Except that the common enemy was Shad Iliya.
The artificial differences of religions annoyed Shad Iliya—especially these three religions. They professed belief in the same God, the Creator; they all used the same book with the same prophets and angels. Fundamental differences were few. According to two of them, God was sexless but still called “He,” while the third gave Him a queen and a son, which did not sit well with the other two, but it was not as if one premised a pantheon, one an Earth Mother, and one fire worship.
In the name of mercy, it’s the same damned God!

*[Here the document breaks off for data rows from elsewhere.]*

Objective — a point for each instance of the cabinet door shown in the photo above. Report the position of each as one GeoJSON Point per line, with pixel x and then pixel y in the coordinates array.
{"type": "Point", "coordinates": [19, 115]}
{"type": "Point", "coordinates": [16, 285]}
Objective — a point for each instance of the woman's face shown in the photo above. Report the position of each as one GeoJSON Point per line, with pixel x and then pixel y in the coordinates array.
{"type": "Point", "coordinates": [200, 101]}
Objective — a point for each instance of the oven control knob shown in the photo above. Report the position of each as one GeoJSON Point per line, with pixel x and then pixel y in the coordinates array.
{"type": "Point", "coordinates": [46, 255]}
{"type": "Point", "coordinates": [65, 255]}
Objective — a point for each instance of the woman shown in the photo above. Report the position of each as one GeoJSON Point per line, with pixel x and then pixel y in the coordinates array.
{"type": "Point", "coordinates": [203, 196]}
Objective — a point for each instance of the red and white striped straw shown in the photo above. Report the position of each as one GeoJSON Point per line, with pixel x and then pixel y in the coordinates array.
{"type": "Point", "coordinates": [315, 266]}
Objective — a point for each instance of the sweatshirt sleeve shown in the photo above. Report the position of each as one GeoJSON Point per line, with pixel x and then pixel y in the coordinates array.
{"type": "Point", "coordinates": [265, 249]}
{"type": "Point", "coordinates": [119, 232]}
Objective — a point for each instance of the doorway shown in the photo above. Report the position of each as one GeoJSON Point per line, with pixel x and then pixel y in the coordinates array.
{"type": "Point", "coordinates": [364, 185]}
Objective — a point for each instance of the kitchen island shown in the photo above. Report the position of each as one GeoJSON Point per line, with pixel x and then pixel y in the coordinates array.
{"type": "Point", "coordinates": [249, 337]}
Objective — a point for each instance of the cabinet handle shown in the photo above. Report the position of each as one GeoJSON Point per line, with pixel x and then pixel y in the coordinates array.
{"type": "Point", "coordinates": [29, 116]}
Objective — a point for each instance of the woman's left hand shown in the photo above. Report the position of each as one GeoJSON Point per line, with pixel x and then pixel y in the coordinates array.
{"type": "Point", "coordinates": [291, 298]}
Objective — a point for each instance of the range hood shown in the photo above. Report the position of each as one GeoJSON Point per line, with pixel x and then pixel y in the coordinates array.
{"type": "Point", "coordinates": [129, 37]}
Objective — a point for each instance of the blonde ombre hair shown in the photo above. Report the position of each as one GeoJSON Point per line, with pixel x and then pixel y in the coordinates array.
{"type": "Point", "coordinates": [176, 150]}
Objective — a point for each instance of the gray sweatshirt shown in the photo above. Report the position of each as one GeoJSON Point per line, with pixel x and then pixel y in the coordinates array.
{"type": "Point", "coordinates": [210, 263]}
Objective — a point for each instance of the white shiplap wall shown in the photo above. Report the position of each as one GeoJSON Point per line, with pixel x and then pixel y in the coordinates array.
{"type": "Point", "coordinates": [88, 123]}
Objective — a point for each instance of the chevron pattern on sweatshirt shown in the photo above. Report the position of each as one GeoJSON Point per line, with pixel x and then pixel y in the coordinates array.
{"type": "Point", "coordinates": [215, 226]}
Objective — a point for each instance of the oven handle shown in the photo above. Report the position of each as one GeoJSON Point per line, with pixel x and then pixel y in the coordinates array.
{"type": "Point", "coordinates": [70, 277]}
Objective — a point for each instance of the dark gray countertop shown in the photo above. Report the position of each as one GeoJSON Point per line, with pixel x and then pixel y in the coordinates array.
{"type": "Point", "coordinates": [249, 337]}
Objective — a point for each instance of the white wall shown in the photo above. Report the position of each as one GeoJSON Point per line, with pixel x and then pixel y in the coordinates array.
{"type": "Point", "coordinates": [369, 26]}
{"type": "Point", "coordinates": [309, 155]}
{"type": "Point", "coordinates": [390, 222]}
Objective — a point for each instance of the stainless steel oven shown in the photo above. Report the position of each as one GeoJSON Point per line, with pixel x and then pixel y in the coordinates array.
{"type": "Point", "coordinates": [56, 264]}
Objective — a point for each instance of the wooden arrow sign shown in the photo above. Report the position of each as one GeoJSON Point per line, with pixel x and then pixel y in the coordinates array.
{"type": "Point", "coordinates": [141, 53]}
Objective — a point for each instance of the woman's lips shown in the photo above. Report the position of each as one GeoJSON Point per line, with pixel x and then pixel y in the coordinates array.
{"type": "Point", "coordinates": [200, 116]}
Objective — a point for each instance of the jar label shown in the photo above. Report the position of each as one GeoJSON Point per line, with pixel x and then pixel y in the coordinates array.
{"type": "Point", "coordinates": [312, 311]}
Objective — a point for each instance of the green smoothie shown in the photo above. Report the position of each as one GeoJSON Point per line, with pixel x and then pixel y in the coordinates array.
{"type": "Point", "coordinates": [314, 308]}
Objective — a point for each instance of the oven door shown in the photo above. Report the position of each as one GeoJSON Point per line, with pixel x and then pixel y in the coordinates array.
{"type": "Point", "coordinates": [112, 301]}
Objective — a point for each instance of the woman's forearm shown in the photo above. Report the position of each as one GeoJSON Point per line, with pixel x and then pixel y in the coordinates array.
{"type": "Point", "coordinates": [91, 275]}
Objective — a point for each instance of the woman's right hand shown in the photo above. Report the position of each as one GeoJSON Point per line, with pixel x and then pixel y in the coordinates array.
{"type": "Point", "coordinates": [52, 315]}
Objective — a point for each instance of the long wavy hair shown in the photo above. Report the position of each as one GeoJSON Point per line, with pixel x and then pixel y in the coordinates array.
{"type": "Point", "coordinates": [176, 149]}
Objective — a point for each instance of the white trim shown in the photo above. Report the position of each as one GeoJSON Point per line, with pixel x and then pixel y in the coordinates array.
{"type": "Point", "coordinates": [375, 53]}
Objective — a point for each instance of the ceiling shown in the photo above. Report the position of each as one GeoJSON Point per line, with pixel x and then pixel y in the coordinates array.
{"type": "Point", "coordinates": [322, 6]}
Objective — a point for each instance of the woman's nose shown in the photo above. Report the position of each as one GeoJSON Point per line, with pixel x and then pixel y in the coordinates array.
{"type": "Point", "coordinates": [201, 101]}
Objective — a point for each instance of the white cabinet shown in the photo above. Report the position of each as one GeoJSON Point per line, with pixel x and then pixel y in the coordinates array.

All three religions were, to Shad Iliya’s mind, anachronisms. Born out of early Man’s fear of death, they were throwbacks to civilization’s early days of infamy, and they perpetuated its slavery, male dominance, superstitions, and intolerance of other creeds—while straight from the Koran came the affirmation: “Mankind were once one nation.”
The 27th Army was here to guide these reprobates back to a unified fold.
Shad Iliya strolled outside to the chapel steps, turning the comlink over in his hand. He stopped between two white pillars and clicked on the com. He spoke into it experimentally: “Hello?”
The response was immediate. “Ah, the mighty Philistine general!” The voice was cheerfully mocking and male. “At last. I thought you were sending your toadies to do your dirty work for you.”
“No. I am here,” Shad Iliya said. “As you can probably see.” He took another step out from the pillars and scanned the city whose labyrinthine ways somewhere held the owner of the voice.